Yang lebih miris, Aparat Penegak Hukum (APH), dalam hal ini Polres Minahasa, seakan bungkam dan tutup mata! Dugaan penerimaan suap oleh Kapolres dan Kasat Reskrim dari para mafia BBM tersebut semakin kuat!
Hal ini disampaikan oleh Ketua Umum Garda Timur Indonesia (GTI) Fikri Alkatiri! Menurutnya, sikap diam Polres Minahasa menimbulkan kecurigaan bahwa Kapolres dan Kasat Reskrim telah menerima suap!
“Kapolda Sulut jangan diam! Segera copot Kapolres dan Kasat Reskrim Minahasa karena diduga menerima suap sehingga membiarkan aktivitas penyalahgunaan BBM bersubsidi terjadi hampir di semua SPBU yang ada di Minahasa! Ini sudah sangat keterlaluan!” tegas Fikri Alkatiri dengan nada geram!
Saat awak media mengkonfirmasi kepada Riko Rompas terkait gudang penimbunan BBM yang diduga ilegal miliknya, Riko Rompas mengakui kalau gudang tersebut miliknya! Pengakuan ini semakin memperkuat dugaan praktik ilegal yang dilakukan Riko Rompas!

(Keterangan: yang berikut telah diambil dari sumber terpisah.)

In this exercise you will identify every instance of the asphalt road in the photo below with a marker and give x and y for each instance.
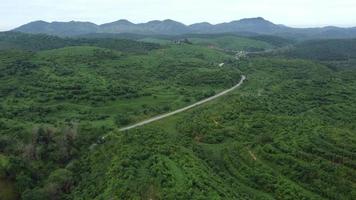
(185, 108)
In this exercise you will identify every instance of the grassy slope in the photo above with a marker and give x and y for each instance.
(286, 134)
(89, 87)
(76, 83)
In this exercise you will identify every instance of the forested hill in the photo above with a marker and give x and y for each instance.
(257, 25)
(38, 42)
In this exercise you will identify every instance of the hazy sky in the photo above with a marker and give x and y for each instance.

Masyarakat Minahasa menuntut tindakan tegas dari Kapolda Sulut! Usut tuntas dugaan suap yang melibatkan Kapolres dan Kasat Reskrim! Berantas mafia BBM di Minahasa! Lindungi hak masyarakat atas BBM bersubsidi! Jangan biarkan para mafia merajalela dan merugikan negara! Hukum harus ditegakkan tanpa pandang bulu! Copot Kapolres dan Kasat Reskrim jika terbukti menerima suap!